Marmara Platformu Girişim Grubu Adına Hüseyin Semerci’nin çağrısıyla toplantıya katılan iş dünyasının saygın başkan ve temsilcileri ile denizlerimizde bu konuda çalışmalar yapan bilim insanları, uzmanlar ve yerel dernekler oluşacak platformda yer alacaklarını çalışmalara katkı koyacaklarını açıkladılar.

Toplantının son konuşmacısı Hidrobiyolog M. Levent Artüz müsilajın olduğu gibi Marmara Denizi’nde durduğunu ama şeklinin değiştiğini, iş müsilaj sorununu çok ama çok aşmış durumda.

Bu seneki manzarayı arayacağız, bundan sonraki felaket bunu aratacak nitelikte olacak’ demiştim, sanırım o duruma geldik.

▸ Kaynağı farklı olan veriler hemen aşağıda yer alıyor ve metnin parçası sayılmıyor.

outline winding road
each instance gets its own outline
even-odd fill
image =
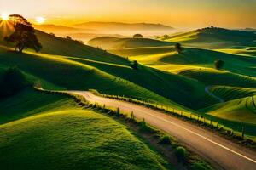
[[[133,111],[136,117],[144,118],[148,124],[174,136],[180,143],[206,159],[217,169],[256,169],[254,151],[189,122],[136,104],[96,96],[90,92],[70,91],[70,93],[82,95],[92,103],[119,107],[120,110],[127,113]]]

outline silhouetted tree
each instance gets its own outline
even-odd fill
[[[72,37],[70,36],[66,36],[66,39],[72,40]]]
[[[214,61],[214,65],[217,70],[221,70],[224,65],[224,62],[218,59]]]
[[[134,60],[134,61],[132,61],[131,67],[135,69],[135,70],[137,70],[138,65],[139,65],[139,64],[137,63],[137,61]]]
[[[26,19],[19,14],[9,15],[9,20],[13,21],[15,31],[9,36],[5,37],[4,40],[15,43],[15,51],[22,53],[28,48],[38,52],[42,45],[35,34],[35,29]]]
[[[176,43],[176,44],[175,44],[175,50],[176,50],[178,54],[180,54],[180,53],[183,51],[183,48],[182,48],[182,46],[181,46],[180,43]]]
[[[133,38],[143,38],[143,36],[142,34],[135,34],[133,36]]]

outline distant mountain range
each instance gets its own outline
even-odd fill
[[[121,23],[121,22],[85,22],[72,26],[75,28],[80,29],[92,29],[92,30],[122,30],[122,31],[173,31],[173,27],[167,26],[161,24],[149,24],[149,23]]]
[[[47,33],[55,34],[67,34],[70,33],[80,33],[80,32],[95,32],[94,30],[80,29],[70,26],[56,26],[56,25],[34,25],[37,30],[43,31]]]
[[[152,37],[172,33],[174,28],[161,24],[119,23],[119,22],[86,22],[68,26],[56,25],[34,25],[37,30],[54,33],[56,36],[70,36],[84,42],[90,39],[102,37],[132,37],[140,33],[144,37]]]

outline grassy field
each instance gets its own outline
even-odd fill
[[[37,31],[44,46],[42,53],[26,51],[20,55],[9,51],[2,43],[0,69],[18,66],[32,80],[40,80],[43,87],[48,89],[92,88],[102,94],[140,98],[179,110],[208,115],[230,128],[236,128],[241,123],[247,123],[253,128],[256,124],[253,107],[247,109],[247,103],[253,102],[241,102],[242,105],[239,106],[242,108],[240,110],[241,111],[232,117],[230,113],[232,109],[224,109],[230,107],[231,104],[221,103],[212,94],[228,102],[234,99],[244,101],[245,98],[253,96],[236,89],[253,91],[256,88],[254,48],[249,46],[252,45],[254,37],[247,37],[249,34],[243,31],[217,28],[196,31],[196,34],[192,31],[175,35],[173,38],[176,40],[172,40],[171,42],[163,42],[169,41],[166,36],[161,39],[163,41],[113,37],[99,37],[94,40],[110,46],[118,42],[118,45],[113,46],[114,49],[108,51],[114,54],[76,41]],[[242,44],[243,47],[240,44],[240,48],[235,47],[234,44],[231,47],[230,41],[230,43],[228,42],[230,36],[221,36],[227,32],[237,42],[245,37],[246,43]],[[189,41],[192,39],[201,44],[214,43],[215,40],[209,37],[212,34],[218,38],[218,41],[221,39],[225,43],[229,42],[230,46],[218,44],[218,48],[222,48],[214,50],[207,49],[206,47],[191,48],[193,42]],[[183,40],[177,39],[182,37]],[[202,37],[207,41],[200,41]],[[182,53],[177,54],[172,46],[176,42],[181,42],[182,45],[189,47],[184,46]],[[228,49],[231,51],[228,51],[227,47],[230,47]],[[251,53],[235,52],[236,49]],[[217,59],[224,61],[223,71],[214,69],[213,63]],[[138,69],[131,67],[132,60],[139,62]],[[217,86],[229,86],[232,89],[228,90],[229,92],[216,93],[212,88]],[[209,89],[209,92],[207,89]],[[223,111],[218,110],[218,109]],[[243,111],[250,116],[243,117]],[[222,114],[215,114],[217,112]],[[224,116],[225,114],[230,116]],[[252,133],[253,134],[253,132],[251,131],[250,134]]]
[[[0,112],[3,169],[170,167],[127,127],[63,96],[28,88],[1,100]]]
[[[233,48],[224,48],[224,47],[231,48],[231,42],[229,42],[230,46],[218,44],[218,48],[219,48],[218,49],[214,49],[216,47],[212,48],[213,49],[207,49],[205,48],[207,48],[207,46],[210,46],[211,43],[217,41],[210,39],[209,35],[206,36],[206,34],[213,34],[215,39],[218,39],[218,41],[222,39],[223,42],[225,41],[225,43],[228,42],[228,37],[219,37],[218,34],[227,33],[230,31],[218,30],[221,31],[219,32],[215,31],[218,30],[207,29],[173,36],[172,42],[178,42],[183,45],[190,46],[185,46],[181,54],[175,52],[173,47],[132,48],[112,49],[111,52],[118,55],[129,57],[131,60],[137,60],[155,69],[197,81],[198,84],[201,83],[203,85],[201,87],[198,86],[198,88],[207,90],[210,88],[210,92],[214,94],[215,96],[230,102],[213,104],[198,110],[211,116],[211,119],[213,118],[229,127],[241,127],[245,123],[248,126],[247,129],[249,129],[251,134],[255,135],[256,132],[253,131],[253,128],[255,128],[256,123],[256,108],[253,105],[252,97],[254,95],[256,88],[256,67],[254,65],[256,60],[254,48],[247,46],[250,45],[253,40],[246,37],[244,42],[251,42],[244,43],[244,46],[240,48],[232,47]],[[235,31],[230,31],[230,32],[232,34],[237,33]],[[241,33],[241,35],[240,35],[240,38],[238,35],[235,37],[236,41],[241,41],[241,37],[249,35],[246,32],[238,31],[238,33]],[[205,41],[203,37],[207,39],[208,42]],[[166,37],[165,38],[163,37],[161,40],[170,40]],[[194,46],[192,40],[201,44]],[[207,44],[207,42],[209,44]],[[193,46],[194,48],[191,48]],[[204,48],[199,48],[198,47]],[[214,68],[213,63],[217,59],[224,61],[224,67],[222,71]],[[218,87],[222,87],[222,88],[217,89]],[[193,94],[190,96],[193,96],[192,99],[194,99]]]

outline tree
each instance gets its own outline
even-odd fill
[[[138,67],[139,64],[137,63],[137,60],[134,60],[132,63],[131,63],[131,67],[135,69],[135,70],[137,70],[137,67]]]
[[[178,54],[180,54],[180,53],[183,51],[183,48],[182,48],[182,46],[181,46],[180,43],[176,43],[176,44],[175,44],[175,50],[176,50]]]
[[[66,39],[72,40],[72,37],[70,36],[66,36]]]
[[[15,43],[15,51],[22,53],[28,48],[38,52],[42,48],[42,45],[35,34],[35,29],[26,19],[19,14],[9,15],[9,20],[13,21],[15,31],[9,36],[5,37],[4,40]]]
[[[217,70],[221,70],[224,65],[224,62],[218,59],[214,61],[214,65]]]
[[[143,36],[142,34],[135,34],[133,36],[133,38],[143,38]]]

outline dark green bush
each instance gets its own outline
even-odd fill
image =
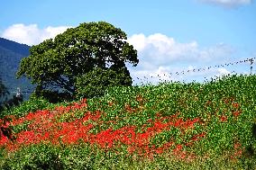
[[[127,71],[127,70],[126,70]],[[110,86],[132,85],[131,76],[127,76],[124,69],[96,68],[77,78],[76,93],[78,98],[93,98],[101,96]]]

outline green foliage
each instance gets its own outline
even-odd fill
[[[0,167],[3,170],[63,169],[59,152],[59,148],[47,145],[32,146],[9,155]]]
[[[103,71],[102,75],[114,74],[114,72],[97,69],[94,72],[96,77],[100,76],[101,74],[97,75],[100,71]],[[90,77],[93,77],[94,74]],[[86,94],[82,91],[82,77],[79,77],[81,78],[79,90],[83,94],[81,96]],[[100,77],[104,81],[96,80],[95,84],[96,82],[111,84],[109,79],[104,79],[104,77]],[[37,162],[41,164],[41,162],[50,161],[48,165],[60,165],[64,169],[255,169],[255,76],[233,76],[204,85],[172,83],[157,86],[109,85],[105,95],[87,100],[85,110],[62,114],[70,115],[76,120],[77,117],[83,117],[83,112],[93,113],[95,111],[100,111],[102,113],[99,120],[85,122],[94,123],[94,128],[91,130],[93,133],[110,128],[115,130],[126,126],[135,126],[138,134],[145,132],[147,128],[153,126],[149,120],[161,121],[160,118],[172,115],[178,115],[177,119],[182,118],[184,121],[200,118],[200,122],[197,122],[193,129],[181,130],[178,126],[171,126],[169,130],[164,130],[150,140],[150,145],[156,147],[162,147],[168,142],[181,145],[186,151],[196,154],[197,158],[192,162],[186,162],[173,157],[172,149],[175,146],[169,148],[169,150],[166,150],[164,154],[154,157],[152,160],[145,160],[137,155],[125,155],[127,153],[125,146],[105,151],[96,146],[82,143],[62,146],[59,147],[60,148],[46,149],[44,147],[45,150],[41,149],[41,147],[32,146],[37,150],[41,150],[35,152],[38,155],[36,157],[41,158],[33,158],[32,159],[33,161],[28,164],[32,167],[38,167],[35,166]],[[44,109],[53,106],[43,100],[31,101],[30,103],[32,108],[28,109],[28,103],[23,104],[24,112],[21,112],[35,111],[36,107]],[[25,109],[26,107],[28,108]],[[21,107],[12,112],[14,114],[24,115],[24,113],[17,113],[18,111],[22,111]],[[235,116],[235,112],[238,112],[239,115]],[[226,119],[222,121],[222,116]],[[72,119],[71,121],[74,121]],[[67,120],[69,121],[69,118]],[[60,121],[68,121],[67,120]],[[27,122],[24,122],[23,126],[14,127],[14,130],[19,131],[26,129],[25,123]],[[192,146],[184,145],[195,135],[202,132],[206,134],[206,137],[193,140]],[[233,159],[231,157],[235,155],[234,145],[237,143],[241,145],[237,148],[238,151],[241,149],[242,152],[239,158]],[[23,157],[21,157],[22,152]],[[16,165],[21,165],[20,162],[28,162],[27,157],[35,157],[30,152],[32,152],[30,147],[10,156],[5,155],[3,150],[0,168],[12,167],[12,166],[18,169],[23,168]],[[50,157],[53,158],[49,160],[41,156],[44,152],[51,153]],[[38,159],[44,161],[40,162],[37,161]]]
[[[14,115],[16,117],[23,117],[29,112],[34,112],[37,110],[43,110],[52,107],[48,101],[41,98],[31,98],[29,101],[23,102],[21,105],[5,110],[1,113],[1,118],[6,115]]]
[[[92,98],[101,96],[110,86],[132,85],[132,78],[123,69],[119,72],[112,69],[96,68],[78,76],[76,81],[77,97]]]
[[[2,79],[0,77],[0,111],[1,111],[1,105],[4,103],[5,100],[6,100],[6,95],[9,94],[9,92],[5,85],[3,84]]]
[[[96,67],[123,69],[129,79],[124,63],[136,66],[139,60],[137,51],[125,40],[126,34],[110,23],[81,23],[54,40],[32,46],[31,55],[22,59],[17,76],[31,78],[37,85],[37,90],[57,89],[71,95],[76,92],[77,77]]]

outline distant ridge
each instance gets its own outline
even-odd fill
[[[8,91],[11,92],[11,95],[15,94],[17,87],[20,87],[23,92],[29,92],[23,94],[25,100],[29,98],[33,87],[27,78],[16,79],[16,72],[22,58],[30,55],[30,48],[26,44],[0,38],[0,77]]]
[[[21,44],[1,37],[0,37],[0,47],[9,49],[13,52],[21,54],[23,56],[29,56],[30,54],[29,49],[31,48],[26,44]]]

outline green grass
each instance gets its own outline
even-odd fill
[[[43,109],[54,112],[57,105],[69,104],[33,100],[4,112],[2,117],[23,118],[30,112]],[[175,145],[152,157],[140,155],[138,150],[128,154],[128,146],[120,141],[110,149],[82,141],[71,145],[41,142],[14,152],[2,147],[0,168],[256,169],[256,76],[225,76],[204,84],[176,82],[156,86],[113,87],[105,96],[87,100],[85,109],[61,113],[56,120],[72,122],[88,112],[98,111],[101,112],[98,120],[84,122],[94,125],[89,131],[91,135],[131,126],[140,135],[155,126],[155,122],[175,123],[178,119],[186,121],[197,118],[200,121],[194,123],[194,128],[171,126],[155,132],[149,138],[149,148],[159,148],[168,142]],[[174,115],[176,120],[172,120]],[[14,126],[13,131],[18,134],[30,130],[30,123],[32,122]],[[205,136],[187,146],[198,134]],[[178,145],[188,153],[186,158],[174,155]]]

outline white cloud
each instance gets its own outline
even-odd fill
[[[37,45],[47,39],[54,38],[59,33],[62,33],[68,28],[70,27],[49,26],[44,29],[40,29],[37,24],[24,25],[18,23],[8,27],[4,31],[1,37],[27,45]]]
[[[206,69],[206,67],[227,63],[234,53],[234,49],[224,43],[203,48],[196,40],[178,42],[160,33],[134,34],[128,38],[128,42],[138,50],[140,59],[136,67],[129,67],[135,84],[141,81],[156,84],[170,80],[203,80],[204,77],[226,75],[230,73],[226,68]],[[192,71],[204,67],[204,71]]]
[[[134,34],[128,38],[128,42],[138,50],[142,66],[139,67],[156,68],[155,66],[169,66],[182,63],[206,63],[213,59],[226,58],[233,53],[233,49],[224,43],[202,49],[197,42],[178,42],[174,38],[160,33],[146,37]]]
[[[199,0],[203,3],[214,4],[226,7],[236,7],[252,3],[252,0]]]

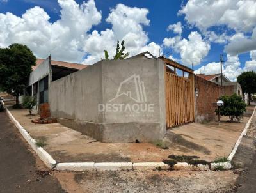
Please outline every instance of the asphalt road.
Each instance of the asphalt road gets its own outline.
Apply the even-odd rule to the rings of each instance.
[[[253,129],[252,129],[253,128]],[[253,130],[253,134],[251,134],[251,137],[254,138],[252,143],[256,146],[256,139],[255,137],[255,128],[256,128],[256,115],[253,118],[252,121],[252,125],[249,129]],[[255,149],[254,149],[255,150]],[[254,152],[253,152],[254,151]],[[240,176],[237,180],[237,189],[235,192],[237,193],[255,193],[256,192],[256,152],[253,151],[250,152],[253,154],[252,158],[249,157],[250,155],[245,154],[243,157],[246,158],[248,162],[246,164],[246,170],[243,171]],[[245,151],[246,152],[246,151]],[[250,151],[249,151],[250,152]]]
[[[0,112],[0,192],[66,192]]]

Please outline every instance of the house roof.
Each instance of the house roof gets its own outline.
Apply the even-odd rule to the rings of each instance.
[[[150,52],[147,51],[147,52],[141,52],[141,53],[140,53],[140,54],[138,54],[137,55],[129,57],[129,58],[128,58],[127,59],[136,59],[136,58],[140,58],[141,56],[145,58],[146,58],[146,59],[156,58],[156,57],[154,56]]]
[[[214,79],[215,79],[216,77],[220,77],[221,74],[220,73],[216,73],[216,74],[211,74],[211,75],[205,75],[205,74],[200,73],[200,74],[196,74],[196,75],[200,77],[201,77],[201,78],[203,78],[203,79],[205,79],[207,81],[211,81]],[[226,82],[230,82],[230,81],[227,77],[226,77],[223,74],[222,74],[222,75],[225,79],[226,79],[228,81],[226,81]]]
[[[32,70],[35,70],[37,68],[37,66],[38,66],[44,61],[44,59],[43,59],[37,58],[36,62],[36,66],[32,66]],[[76,69],[76,70],[82,70],[86,68],[88,66],[87,65],[81,65],[81,64],[68,63],[65,61],[60,61],[56,60],[51,60],[51,65],[65,68]]]

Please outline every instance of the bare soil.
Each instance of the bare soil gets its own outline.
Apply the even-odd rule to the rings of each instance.
[[[231,192],[232,171],[55,172],[68,192]],[[76,192],[74,192],[76,187]]]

Karamsarlığın sözcüsü olmak istemem sonuçları test edeceklerini ve yanılmayı umduklarını ifade etti. Ülkemiz ekonomisinde ve sanayisinde çok önemli yere sahip, iş yaşamlarında başarıyı yakalamış iş insanlarımızın, yerel kuruluşların, bilim insanlarımızın ve iş dünyası sivil toplum kuruluşlarının oluşacak bir platformda yer alarak ekolojik çevre çalışmalara destek vermeleri gerçekten takdire ve alkışa değer.